# Statistical analysis of solar radiation datasets for P50, P90 and P99 conditions

Annual performance changes of solar power systems are an important part of a project’s financial analysis. The greatest financial benefit is the exceeding probability that the power generation facility will produce electricity in a specified year, which is also the probability that the specified generation capacity will be met or exceeded. For example, a system has a 90% probability of exceeding the specified power generation (usually expressed as P90), and this value is determined based on the probability density of the predicted power generation. The predicted power generation is directly related to the interannual variation in incident solar radiation. Therefore, it is important to have a long-term solar irradiance dataset that covers the annual incident solar radiation range at the location of the power generation facility and can estimate the probability of occurrence of different solar radiation levels.

1. Purpose of P50, P90 and P95

Figure 1 is a histogram of historical GHI data for 43 years in Phoenix, Arizona, 1961-2008. The dataset includes ground-based modeling data from NSRDB (“1991-2005 NSRDB Database (Updated Edition) User Manual” published in April 2007) and satellite modeling data from the SolarAnywhere dataset (source: https://www.solaranywhere .com/Public/About.aspx.). Figure 1 – Histogram of historical interannual variation of GHI in Phoenix, Arizona, with 43 years of observational data and different distribution functions suitable for the data

When it comes to probability statistics, even 43 years of data are of limited value. When a smaller data set must be used, then it is necessary to expand the data set using reasonable mathematical methods to calculate the expected data required. These data can be used as the basis for larger datasets through a process called bootstrapping. The capacity of P50 and P90 can be calculated from the larger data set. Bootstrapping generates thousands of data from small data sets, assuming that the data follow prescribed distribution rules, information that facilitates statistical analysis of small data sets (Efron and Tibshirani 1993).

The bootstrapping method requires not only an initial dataset, but also multiple datasets, and the dataset should have basic information on the distribution type. Especially for solar radiation that does not exhibit a Gaussian or normal distribution but exhibits a more skewed distribution.
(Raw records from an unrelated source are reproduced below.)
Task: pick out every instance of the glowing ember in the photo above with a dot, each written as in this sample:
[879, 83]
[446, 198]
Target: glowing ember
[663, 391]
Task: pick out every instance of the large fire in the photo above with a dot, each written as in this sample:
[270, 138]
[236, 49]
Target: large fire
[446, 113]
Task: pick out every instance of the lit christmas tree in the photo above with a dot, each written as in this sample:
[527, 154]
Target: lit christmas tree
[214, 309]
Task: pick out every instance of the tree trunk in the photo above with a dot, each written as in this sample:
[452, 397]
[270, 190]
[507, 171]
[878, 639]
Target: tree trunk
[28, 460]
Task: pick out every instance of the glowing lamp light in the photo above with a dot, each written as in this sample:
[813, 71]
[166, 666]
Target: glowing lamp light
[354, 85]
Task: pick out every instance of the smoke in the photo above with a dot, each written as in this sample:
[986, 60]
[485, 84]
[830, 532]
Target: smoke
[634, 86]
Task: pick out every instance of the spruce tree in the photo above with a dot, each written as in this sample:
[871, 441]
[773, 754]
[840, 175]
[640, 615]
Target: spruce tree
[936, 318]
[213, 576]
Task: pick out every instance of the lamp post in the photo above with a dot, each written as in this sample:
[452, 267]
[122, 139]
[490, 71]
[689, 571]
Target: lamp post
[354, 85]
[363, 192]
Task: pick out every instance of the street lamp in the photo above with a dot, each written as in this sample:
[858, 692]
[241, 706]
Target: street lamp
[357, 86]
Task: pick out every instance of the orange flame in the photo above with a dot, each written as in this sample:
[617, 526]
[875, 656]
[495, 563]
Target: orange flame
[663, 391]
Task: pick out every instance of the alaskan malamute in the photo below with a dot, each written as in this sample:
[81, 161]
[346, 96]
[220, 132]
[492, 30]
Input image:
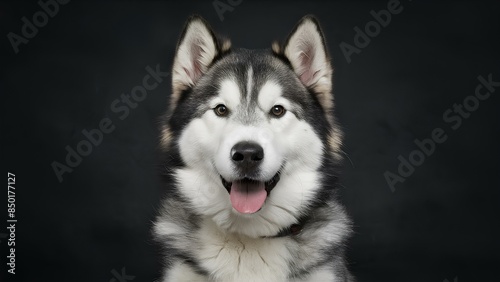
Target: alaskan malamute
[252, 155]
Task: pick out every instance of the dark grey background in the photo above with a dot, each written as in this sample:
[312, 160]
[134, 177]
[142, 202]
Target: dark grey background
[441, 223]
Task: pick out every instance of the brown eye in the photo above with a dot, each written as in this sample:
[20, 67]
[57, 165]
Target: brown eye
[278, 111]
[220, 110]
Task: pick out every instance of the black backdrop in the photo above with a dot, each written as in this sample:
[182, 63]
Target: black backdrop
[440, 224]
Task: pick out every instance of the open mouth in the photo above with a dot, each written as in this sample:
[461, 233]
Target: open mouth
[248, 195]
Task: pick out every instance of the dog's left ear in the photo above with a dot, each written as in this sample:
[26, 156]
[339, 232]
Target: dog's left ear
[306, 50]
[197, 49]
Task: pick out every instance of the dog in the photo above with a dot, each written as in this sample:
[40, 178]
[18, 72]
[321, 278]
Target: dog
[251, 155]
Bootstrapping models use this information to generate large datasets with sufficient data to derive statistically reliable estimates of P50, P90, and P99. Of course, the larger the initial dataset, the better the bootstrap model. Since the initial model should cover the year in which the event occurred, it is critical that it should include at least one year in which volcanic aerosols affected solar resources. If no extreme events are included, then all events are not included, and the resulting bootstrapped dataset can only be considered to include a subset of possible events. While this does not have a particular effect on the P50 value, it can cause the P90 or P99 value to overestimate the less productive years (which may occur during the life of the system).

Figure 1 shows the optimal probability distribution functions (pdfs for short) generated using the normal distribution, the Wakerby distribution (Rao and Hamed 1999), and the Kernel Density Estimation (KDE for short) corresponding to the historical GHI dataset (Sheather et al. 1991). ). The Wake ratio distribution can be selected using statistical techniques to determine how well it fits the underlying data of different distribution types.
Since KDE can quickly define probability distribution functions for arbitrary data sets that may or may not correspond to common statistical distributions, it is convenient to characterize changes in solar resources.

It is important to note that no distribution function can exactly match the distribution of the data. The reason is that the data is complete or includes non-standard events, such as years affected by volcanic eruptions. It may be that a combination of the two different distributions is a better representation of data that includes non-standard years.

In fact, bootstrapping should be used to predict annual energy performance, not solar radiation data. This reduces the number of program runs required to evaluate device performance, and there is no precise linear correlation between incident energy on solar collectors or PV solar panels and production predictions.

1. Long-term data requirements

The years included in the dataset need to be long enough to obtain data information in a statistically reasonable and reliable manner. The year dataset must contain all possible events. Additionally, the dataset must be long enough to adequately represent the distribution of the various data. Meteorological standards are formed using 30 years of data, and extremes and changes are derived from complete data records. For solar radiation data, it took 30 years to establish a standard with a high confidence level. Sometimes only smaller datasets with 8 or 15 years of data are available.

In conclusion, the following three elements are required to accurately estimate the probability of P50, P90, and P99 above statistically: 10-15 years of data, which can provide enough data for the bootstrapping model to generate statistically reliable and reasonable results. The longer the dataset, the better. Include data for at least 1 year affected by extreme events, such as reduced solar irradiance due to volcanic eruptions. Know the typical distribution of annual solar irradiance.